Ao longo dessa maratona, tivemos, sim, que nos adaptar. Vários ajustes, mudanças de curso e novos planos foram necessários. Esses compromissos, no entanto, ainda não são suficientemente ambiciosos para atingir o que precisamos. Lamentavelmente, a COP 27, que ocorreu no último mês, não trouxe o rigor que precisamos ou esperávamos. É bem verdade que tivemos avanços significativos, como a criação de um fundo de reparação para países vulneráveis. Mas, por outro lado, foi dada pouca atenção para a redução de combustíveis fósseis e para a revisão das metas de mudanças climáticas. Vimos também – infelizmente – o evento servir de palanque político, sendo até mesmo ‘instagramável’, além de alguns outros retrocessos, como a Alemanha aumentando a queima de carvão mineral após as restrições de oferta do gás russo.

Como os ingleses diriam: ‘... net net...’, alguns avanços, alguns retrocessos... Mas acredito que, neste momento, todos concordamos que o caminho para a economia net-zero é longo e árduo. Para todos os países, para as indústrias e para todos nós. 

E nós, que estamos na indústria mineral, temos que ter clareza do papel crítico que temos na transição para uma economia net-zero. Essa revolução será intensiva em metais e o setor precisar estar preparado para fornecer as grandes quantidades de matérias-primas necessárias para a transição energética. 

Por mais que todos nós saibamos da relevância da nossa indústria como fornecedora dos minerais estratégicos para uma economia livre de carbono, sempre me espanto com os números. Recentemente li um estudo da McKinsey que estimava que o número de painéis solares instalados globalmente teria que ser aproximadamente 8 vezes maior do que o atual para atingirmos o Acordo de Paris. E a taxa de instalação de turbinas eólicas teria que crescer em 5 vezes. Se alguém não enxerga a mineração como uma grande aliada à transição energética, acho que, com esses dados, não há mais argumentos. Afinal, não há painéis solares e turbinas eólicas sem cobre, níquel, zinco e outros metais tão relevantes no nosso dia a dia.  

Para além de atender à demanda para atingir esse cenário, o setor mineral também enfrentará seus proprios desafios – em se preparar para fornecer esses materiais, montar equipes capacitadas, e tambem o desafio de descarbonizar suas proprias operações e crescer de forma cada vez mais limpa. E, nos meus 30 anos de dedicação à indústria da mineração, a evolução que vi do setor nesse aspecto é inegável. Ao longo desse tempo, pude testemunhar grandes avanços da mineração, sejam eles científicos, tecnológicos ou regulatórios – e isso apenas me confirma a capacidade do setor de se reinventar.
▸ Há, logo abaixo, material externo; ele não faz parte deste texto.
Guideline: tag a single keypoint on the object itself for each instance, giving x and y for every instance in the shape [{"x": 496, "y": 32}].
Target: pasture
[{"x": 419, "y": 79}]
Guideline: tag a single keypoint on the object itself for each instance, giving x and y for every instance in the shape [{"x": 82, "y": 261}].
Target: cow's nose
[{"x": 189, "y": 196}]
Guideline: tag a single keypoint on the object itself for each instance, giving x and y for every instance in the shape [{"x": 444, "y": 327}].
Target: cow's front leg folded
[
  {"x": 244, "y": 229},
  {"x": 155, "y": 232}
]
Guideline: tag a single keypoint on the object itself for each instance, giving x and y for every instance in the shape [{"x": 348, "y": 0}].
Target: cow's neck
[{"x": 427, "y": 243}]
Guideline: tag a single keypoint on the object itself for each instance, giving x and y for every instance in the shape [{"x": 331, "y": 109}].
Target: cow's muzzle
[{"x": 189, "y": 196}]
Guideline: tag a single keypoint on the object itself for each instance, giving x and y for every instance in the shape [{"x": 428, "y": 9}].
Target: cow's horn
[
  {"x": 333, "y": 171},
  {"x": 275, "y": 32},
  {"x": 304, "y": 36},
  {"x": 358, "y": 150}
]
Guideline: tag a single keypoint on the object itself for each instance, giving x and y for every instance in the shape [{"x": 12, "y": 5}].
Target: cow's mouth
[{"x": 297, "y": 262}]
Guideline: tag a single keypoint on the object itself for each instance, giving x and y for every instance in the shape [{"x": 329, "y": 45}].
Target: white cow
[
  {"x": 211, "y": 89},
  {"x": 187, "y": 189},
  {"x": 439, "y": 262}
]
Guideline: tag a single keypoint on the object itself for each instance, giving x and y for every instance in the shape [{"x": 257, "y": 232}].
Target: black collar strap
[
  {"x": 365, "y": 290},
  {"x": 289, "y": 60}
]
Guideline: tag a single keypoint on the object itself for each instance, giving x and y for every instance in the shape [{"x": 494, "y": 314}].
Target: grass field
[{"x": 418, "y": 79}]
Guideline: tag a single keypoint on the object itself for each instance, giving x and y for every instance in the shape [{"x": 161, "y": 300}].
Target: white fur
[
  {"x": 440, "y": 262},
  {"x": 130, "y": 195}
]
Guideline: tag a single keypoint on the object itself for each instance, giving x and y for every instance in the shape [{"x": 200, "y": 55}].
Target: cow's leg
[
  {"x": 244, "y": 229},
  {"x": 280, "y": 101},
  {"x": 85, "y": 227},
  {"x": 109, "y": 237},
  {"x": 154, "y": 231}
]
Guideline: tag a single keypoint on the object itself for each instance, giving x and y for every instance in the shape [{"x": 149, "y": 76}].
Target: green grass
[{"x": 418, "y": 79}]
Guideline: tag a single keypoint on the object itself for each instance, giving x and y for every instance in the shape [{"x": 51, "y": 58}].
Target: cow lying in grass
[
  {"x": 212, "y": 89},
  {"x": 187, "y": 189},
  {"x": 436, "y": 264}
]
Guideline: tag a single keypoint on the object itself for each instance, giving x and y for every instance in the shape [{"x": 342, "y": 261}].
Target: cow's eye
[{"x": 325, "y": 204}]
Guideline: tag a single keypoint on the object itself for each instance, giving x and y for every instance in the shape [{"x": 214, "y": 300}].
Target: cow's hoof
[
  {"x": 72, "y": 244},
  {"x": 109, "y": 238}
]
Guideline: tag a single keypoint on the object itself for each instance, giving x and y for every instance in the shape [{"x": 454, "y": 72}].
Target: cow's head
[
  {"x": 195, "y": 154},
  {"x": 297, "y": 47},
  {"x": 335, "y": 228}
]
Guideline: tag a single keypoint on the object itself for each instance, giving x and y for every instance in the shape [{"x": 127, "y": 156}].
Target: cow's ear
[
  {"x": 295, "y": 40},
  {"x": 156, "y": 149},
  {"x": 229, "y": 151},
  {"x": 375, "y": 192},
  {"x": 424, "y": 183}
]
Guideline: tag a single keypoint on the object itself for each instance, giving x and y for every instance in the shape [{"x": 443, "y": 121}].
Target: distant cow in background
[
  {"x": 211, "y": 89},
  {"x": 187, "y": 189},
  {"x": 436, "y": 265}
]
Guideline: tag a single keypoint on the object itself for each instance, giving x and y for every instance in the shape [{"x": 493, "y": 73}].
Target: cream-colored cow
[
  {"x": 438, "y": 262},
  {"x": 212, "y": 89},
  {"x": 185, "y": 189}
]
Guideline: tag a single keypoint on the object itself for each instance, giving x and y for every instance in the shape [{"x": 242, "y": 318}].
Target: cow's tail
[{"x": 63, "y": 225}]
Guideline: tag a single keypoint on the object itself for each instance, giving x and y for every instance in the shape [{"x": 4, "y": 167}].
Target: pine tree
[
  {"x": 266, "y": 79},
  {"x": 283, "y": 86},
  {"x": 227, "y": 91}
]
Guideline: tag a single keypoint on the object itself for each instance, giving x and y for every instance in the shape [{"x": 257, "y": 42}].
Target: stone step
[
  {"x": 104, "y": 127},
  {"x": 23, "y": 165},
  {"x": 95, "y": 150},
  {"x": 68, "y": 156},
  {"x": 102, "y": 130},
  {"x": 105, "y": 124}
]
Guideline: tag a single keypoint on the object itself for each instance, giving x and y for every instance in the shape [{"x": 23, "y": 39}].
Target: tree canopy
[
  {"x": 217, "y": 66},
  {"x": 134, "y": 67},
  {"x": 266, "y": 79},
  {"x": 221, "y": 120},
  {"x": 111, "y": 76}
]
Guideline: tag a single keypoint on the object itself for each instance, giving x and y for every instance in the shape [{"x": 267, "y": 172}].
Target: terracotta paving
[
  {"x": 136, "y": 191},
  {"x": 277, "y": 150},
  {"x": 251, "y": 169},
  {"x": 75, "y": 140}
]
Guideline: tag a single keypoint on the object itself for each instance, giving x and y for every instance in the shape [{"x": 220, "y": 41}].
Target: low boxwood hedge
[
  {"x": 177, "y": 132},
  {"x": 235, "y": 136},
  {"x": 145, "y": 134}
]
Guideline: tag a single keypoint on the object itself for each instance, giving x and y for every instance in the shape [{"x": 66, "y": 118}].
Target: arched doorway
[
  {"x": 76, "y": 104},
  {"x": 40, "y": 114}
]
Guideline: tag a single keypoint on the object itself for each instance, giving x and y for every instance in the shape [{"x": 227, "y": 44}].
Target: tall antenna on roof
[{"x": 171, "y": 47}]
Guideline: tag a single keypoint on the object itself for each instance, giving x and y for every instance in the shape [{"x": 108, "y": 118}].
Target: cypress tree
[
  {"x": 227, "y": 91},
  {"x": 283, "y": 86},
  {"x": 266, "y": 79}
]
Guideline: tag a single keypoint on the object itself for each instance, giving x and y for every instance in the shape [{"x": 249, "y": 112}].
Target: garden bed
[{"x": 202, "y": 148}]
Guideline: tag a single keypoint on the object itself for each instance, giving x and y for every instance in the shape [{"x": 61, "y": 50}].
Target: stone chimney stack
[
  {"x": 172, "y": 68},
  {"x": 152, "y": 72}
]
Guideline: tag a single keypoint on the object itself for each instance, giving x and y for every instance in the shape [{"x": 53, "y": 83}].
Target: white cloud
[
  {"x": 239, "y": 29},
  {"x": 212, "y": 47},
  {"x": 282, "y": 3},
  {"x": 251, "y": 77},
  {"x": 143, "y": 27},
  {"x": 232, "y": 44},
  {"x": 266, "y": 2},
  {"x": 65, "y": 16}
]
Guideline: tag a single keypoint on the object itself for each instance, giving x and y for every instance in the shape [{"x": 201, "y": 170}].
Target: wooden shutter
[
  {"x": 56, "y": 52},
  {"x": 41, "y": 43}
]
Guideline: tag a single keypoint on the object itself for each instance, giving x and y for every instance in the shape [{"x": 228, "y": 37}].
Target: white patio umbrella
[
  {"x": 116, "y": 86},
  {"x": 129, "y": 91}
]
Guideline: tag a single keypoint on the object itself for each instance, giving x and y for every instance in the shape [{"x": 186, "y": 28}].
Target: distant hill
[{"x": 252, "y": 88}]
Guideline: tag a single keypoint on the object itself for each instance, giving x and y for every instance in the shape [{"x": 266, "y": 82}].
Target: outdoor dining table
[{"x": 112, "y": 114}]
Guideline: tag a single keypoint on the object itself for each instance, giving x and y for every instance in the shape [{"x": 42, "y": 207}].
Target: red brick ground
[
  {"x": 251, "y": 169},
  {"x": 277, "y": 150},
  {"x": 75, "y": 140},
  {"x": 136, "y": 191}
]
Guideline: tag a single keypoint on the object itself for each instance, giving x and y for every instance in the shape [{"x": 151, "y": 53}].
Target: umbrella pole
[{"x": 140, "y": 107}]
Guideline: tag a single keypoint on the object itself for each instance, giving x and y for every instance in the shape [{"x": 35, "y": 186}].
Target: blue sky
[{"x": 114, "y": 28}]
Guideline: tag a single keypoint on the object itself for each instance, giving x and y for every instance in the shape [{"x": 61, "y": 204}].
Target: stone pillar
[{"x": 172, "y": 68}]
Sempre que tenho a oportunidade, gosto de provocar meus times, independentemente de sua área de atuação, questionando-os sobre qual está sendo seu papel na construção de um ambiente seguro e sustentável. O meu objetivo é propor a reflexão de que todos somos responsáveis pela mudança que queremos ver no setor – não apenas áreas correlatas a esses temas. As três letrinhas tão faladas ultimamente, ESG, não podem ficar limitadas aos setores de Meio Ambiente, Relacionamento Institucional e Comunidades. 

E essa é também a reflexão que quero deixar. O setor hoje é responsável por 22% das emissões industriais globais e, com a crescente demanda por recursos minerais, a tendência é que esse número aumente. O que você, mineradora, fornecedor ou cliente está fazendo para contribuir com a redução das emissões dos GEEs? Quais soluções de baixa emissão de carbono podemos adotar para viabilizar o Acordo de Paris?  A sociedade e o mercado estão cada vez mais exigentes em relação às ações ESG, porém, antes de tudo, nós, como setor, também temos que estar. Esse é o grande objetivo.